The object's initial temperature is 333.6 K

Explanation:

We first assume that the liquid can only transfer heat to the object through convective heat transfer method.

Let T₀ = the initial temperature of the object

T = temperature of the object at anytime.

The rate of heat transfer from the liquid to the object is given as

Q = -hA (T∞ - T)

T∞ = temperature of the fluid = 400 K

A = Surface area of the object in contact with the liquid = 0.015 m²

h = Convective heat transfer coefficient is given to be = 10 W/(m²K)

The rate of heat gained by the object is given by

mC (d/dt)(T∞ - T)

m = mass of the object = ρV

ρ = density of the object = 100 kg/m³

V = volume of the object = 0.000125 m³

m = ρV = 100 × 0.000125 = 0.0125 kg

C = specific heat capacity of the object = 100 J/(kgK)

The rate of heat loss by the liquid = rate of heat gain by the object

-hA (T∞ - T) = mC (d/dt)(T∞ - T)

(d/dt)(T∞ - T) = - (dT/dt) ( Since T∞ is a constant)
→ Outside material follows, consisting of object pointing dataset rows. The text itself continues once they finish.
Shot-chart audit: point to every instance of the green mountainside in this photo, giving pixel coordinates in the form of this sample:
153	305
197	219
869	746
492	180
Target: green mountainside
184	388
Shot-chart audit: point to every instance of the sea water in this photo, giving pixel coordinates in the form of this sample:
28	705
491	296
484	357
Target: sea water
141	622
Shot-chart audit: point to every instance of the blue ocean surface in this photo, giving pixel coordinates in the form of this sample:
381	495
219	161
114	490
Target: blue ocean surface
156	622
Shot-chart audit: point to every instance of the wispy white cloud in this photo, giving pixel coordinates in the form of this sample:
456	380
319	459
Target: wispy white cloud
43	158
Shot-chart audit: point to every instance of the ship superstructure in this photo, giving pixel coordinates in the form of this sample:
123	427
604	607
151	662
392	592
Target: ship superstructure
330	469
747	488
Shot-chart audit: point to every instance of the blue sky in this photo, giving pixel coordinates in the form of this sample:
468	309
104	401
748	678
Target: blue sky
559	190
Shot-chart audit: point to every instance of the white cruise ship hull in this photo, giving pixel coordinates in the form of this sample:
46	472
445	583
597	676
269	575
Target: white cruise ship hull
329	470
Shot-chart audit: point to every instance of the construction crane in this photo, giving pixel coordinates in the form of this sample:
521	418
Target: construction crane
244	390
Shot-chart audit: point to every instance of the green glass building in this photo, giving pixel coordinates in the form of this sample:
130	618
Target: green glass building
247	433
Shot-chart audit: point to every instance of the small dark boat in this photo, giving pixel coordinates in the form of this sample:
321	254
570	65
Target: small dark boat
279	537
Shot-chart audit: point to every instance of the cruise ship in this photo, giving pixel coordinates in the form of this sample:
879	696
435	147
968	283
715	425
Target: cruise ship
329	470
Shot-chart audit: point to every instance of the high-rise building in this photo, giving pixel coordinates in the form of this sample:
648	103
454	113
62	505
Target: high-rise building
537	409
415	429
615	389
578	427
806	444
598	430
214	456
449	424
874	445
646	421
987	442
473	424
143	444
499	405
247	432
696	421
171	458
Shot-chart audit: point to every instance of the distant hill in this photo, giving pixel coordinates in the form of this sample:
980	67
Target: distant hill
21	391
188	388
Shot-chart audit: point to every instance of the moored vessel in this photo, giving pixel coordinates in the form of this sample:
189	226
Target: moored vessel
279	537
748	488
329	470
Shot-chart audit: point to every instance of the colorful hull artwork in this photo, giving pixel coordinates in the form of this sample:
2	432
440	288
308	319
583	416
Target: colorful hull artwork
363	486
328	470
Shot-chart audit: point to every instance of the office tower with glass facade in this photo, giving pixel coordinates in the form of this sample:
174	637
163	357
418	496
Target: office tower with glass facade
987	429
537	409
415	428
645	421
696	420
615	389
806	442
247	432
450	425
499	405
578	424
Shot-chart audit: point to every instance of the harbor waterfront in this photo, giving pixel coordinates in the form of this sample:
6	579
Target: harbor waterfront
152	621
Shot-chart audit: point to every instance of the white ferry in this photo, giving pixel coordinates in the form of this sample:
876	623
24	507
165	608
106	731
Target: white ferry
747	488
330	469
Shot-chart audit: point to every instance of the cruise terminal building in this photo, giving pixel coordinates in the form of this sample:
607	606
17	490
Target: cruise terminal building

- mC (dT/dt) = -hA (T∞ - T)

(dT/dt) = (hA/mC) (T∞ - T)

Let s = (hA/mC)

(dT/dt) = -s (T - T∞)

dT/(T - T∞) = -sdt

Integrating the left hand side from T₀ (the initial temperature of the object) to T and the right hand side from 0 to t

In [(T - T∞)/(T₀ - T∞)] = -st

(T - T∞)/(T₀ - T∞) = e⁻ˢᵗ

(T - T∞) = (T₀ - T∞)e⁻ˢᵗ

s = (hA/mC) = (10 × 0.015)/(0.0125×100) = 0.12

T = 380 K at t = 10 s

T₀ = ?

T∞ = 400 K

st = 0.12 × 10 = 1.2

(380 - 400) = (T₀ - 400) e⁻¹•²

(-20/0.3012) = (T₀ - 400)

(T₀ - 400) = - 66.4

T₀ = 400 - 66.4 = 333.6 K

Hope this Helps!!!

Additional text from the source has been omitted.